What's worse than being on the UK's Sex Offender listing, getting expelled from Cambodia, and serving time in a Vietnamese prison for molesting two underage girls? Having your only recognizable hit song banned by the National Football League of course! Newsweek reports that the NFL, the nation's upholders of moral standards and decency, has issued a statement to its teams suggesting they discontinue playing ex-glam star and convicted child sex offender Gary Glitter's "Rock and Roll Part Two."

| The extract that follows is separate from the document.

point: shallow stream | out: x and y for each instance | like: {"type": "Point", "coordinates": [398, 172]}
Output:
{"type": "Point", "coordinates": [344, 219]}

It's been rough sailing for Glitter (born Paul Francis Gadd) over the past decade; dude just can't get a break in this child porn/molestation racket, can he? Earlier this summer, a Vietnamese court upheld charges of child-molestation, meaning the former glam-rocker (as my Dad would describe him) will be serving three years in jail. Original charges of child rape were dropped last December due to a lack of evidence. In 1999, Glitter finally pleaded guilty to 54 charges of possessing child pornography after computer files were confiscated two years previously. The aged glamster has been been living in the southern Vietnamese resort of Vung Tau for the last year and has maintained that he is innocent claiming it all to be part of a conspiracy by UK tabloids.
A player, who only wanted to be known as Jacques "the cacques" Wacktackle may have given this quote regarding the NFL's statement, "I think this is a thing that has to be done. I mean, we get up to a lot of craziness on the road, but this is simply unacceptable. Animals are one thing, kids are another, I think. We've got to draw the line somewhere and play as a team and give 110 percent..." He then grunt-exhaled and pulled out the andro needle from his bum vein.
Certainly we haven't heard the last of this sure-fire audio crowd crack? NFL spokesman Brian McCarthy told venerable news outlet E! Online, "Most of the teams understand the reasons, and ultimately, it's their decision, but we encourage them not to play it. In terms of the music that's played, pre-game or halftime, that's controlled by the teams, not the NFL."
So while teams like the Denver Broncos and the Kansas City Chiefs have dumped the song from their stadium repertoire and chosen tunes for fans and from their suggestions (Big Bad Voodoo Daddy's "Go Daddy-o" and P.O.D.'s "Boom" respectively), there are rumors that others won't give up the Glitter ghost so soon and may stick to the "it's the singer, not the song" adage and use cover versions of "The Hey Song" (as it's more commonly known to football jockeys) to use during games.
Key-rist there's so many questions this limp, league-issued boycott provokes: What sort of effect will not playing this stadium standard have on fan participation (fingers are crossed for less "waves" and more streakers). Will this spur other leagues to think about issuing a similar "ban"? Will the NFL take this as a starting point and start to address the sick amount of problems associated with the league and its players that are too numerous to mention here but can be guessed at by re-reading the title of this story? What are the chances of Glitter's possible rendition of "Sweet Child O' Mine" ever seeing the light of day (so, soooo sorry everyone...)? Will the super-successful NFL Europe follow suit and suggest banning the song? Well, we can only say we don't know and we don't give a flying...duh, nuh nuh nuh nuh nuh...hey! duh nuh nuh nuh... TMT says good riddence to bad garbage, and bad tuneage too.